When work runs long, the commute home is slow, and cooking dinner takes forever (you promised yourself you’d stop ordering takeout), it’s normal to try to squeeze in a quick workout before crashing. Better than not exercising at all, right? Unfortunately, a recent study has bad news for you: Intense workouts shortly before bedtime may negatively impact your sleep.
After monitoring the exercise, sleep, and heart activity of 14,689 people for a year, an international team of researchers revealed that exercising within four hours of going to sleep is associated with taking longer to fall asleep, sleeping less, poorer sleep quality, along with higher nocturnal resting heart rate and lower nocturnal heart rate variability—both of which are typically linked to health risks.
“Intense exercise in the evening can keep the body in a heightened state of alertness, which is why public health guidelines have previously advised against working out too close to bedtime,” Josh Leota from Monash University’s School of Psychological Sciences said in a university statement.
While some previous studies have challenged these guidelines by suggesting that late workouts don’t always disrupt sleep, Leota claims those studies “relied on small sample sizes and laboratory settings, and rarely involved exercise bouts that elicit substantial cardiometabolic demand on the body,” he added, casting doubt on the validity of their results.
To shed light on the soundness of these public health guidelines, Leota and colleagues conducted a new study, published Tuesday in the journal Nature Communications. The team monitored the 14,689 study participants with multi-sensor biometric devices and gathered four million nights’ worth of data to investigate the potential association between late workouts, exercise intensity, sleep, and heart activity during sleep.

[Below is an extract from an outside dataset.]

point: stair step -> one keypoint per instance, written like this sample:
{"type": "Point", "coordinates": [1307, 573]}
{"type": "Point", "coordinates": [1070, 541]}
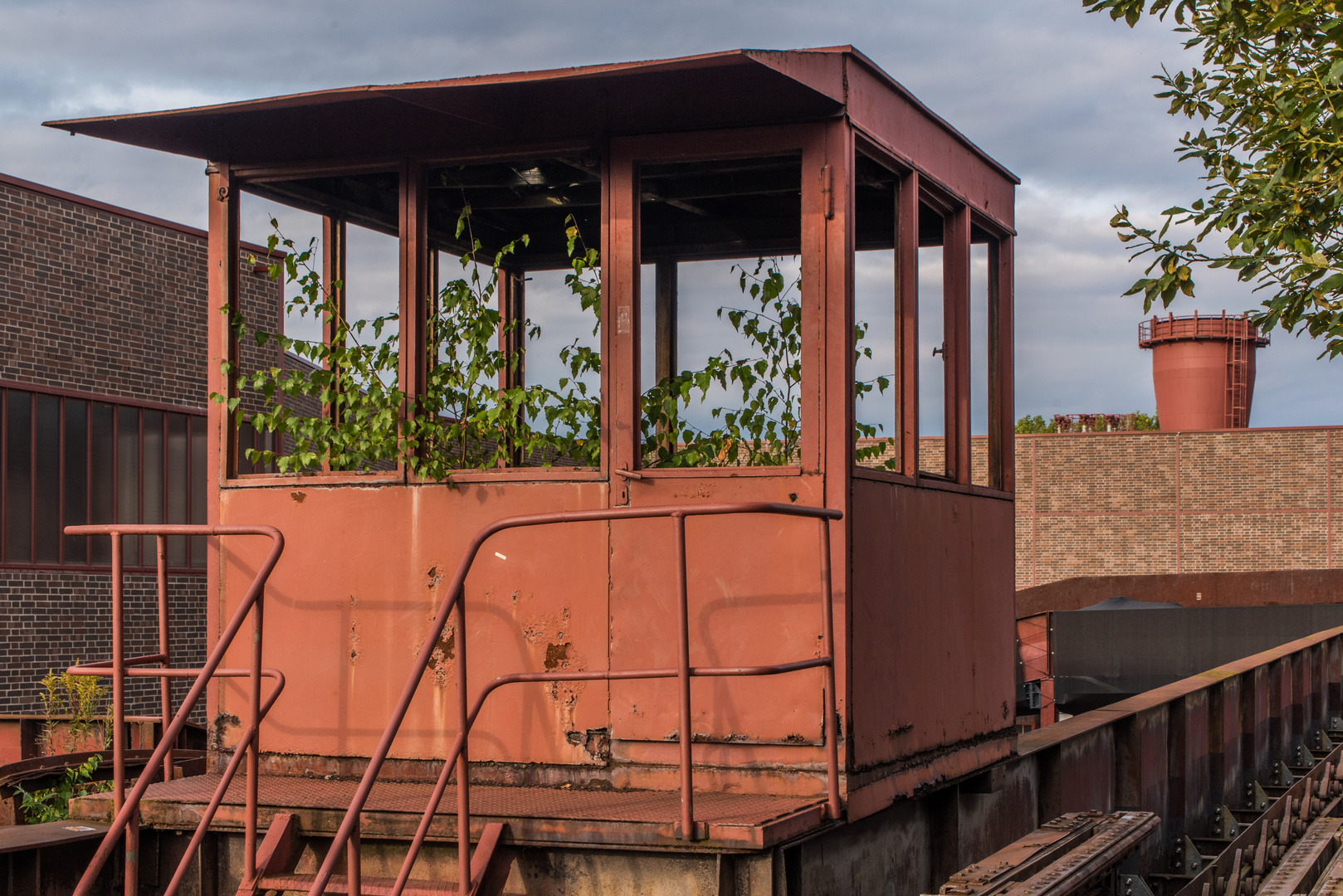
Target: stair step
{"type": "Point", "coordinates": [369, 885]}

Their analyses of the data accounted for age, gender, season, weekday, fitness levels, and how participants had slept the night before. The results link a late, strenuous workout to the aforementioned signs of impaired sleep health.
“Evening exercise—particularly involving high levels of cardiovascular strain—may disrupt subsequent sleep, resting heart rate, and heart rate variability, thereby impairing a critical stage of the recovery process,” said Elise Facer-Childs, senior author of the study also from Monash University School of Psychological Sciences.
Workouts considered “strenuous” were exercises that caused persistently elevated respiratory rates, heart rate, core body temperature, and mental alertness, like high-intensity interval training, long runs, or football games. So “if exercising within a four-hour window of bedtime, people could choose brief low intensity exercises, such as a light jog or swim, to minimize sleep disruption and allow the body to wind down,” Leota added.
The study ultimately holds important implications for sleep health, shedding light on how late night workouts impact crucial shut-eye and empowering individuals to get the best rest they can.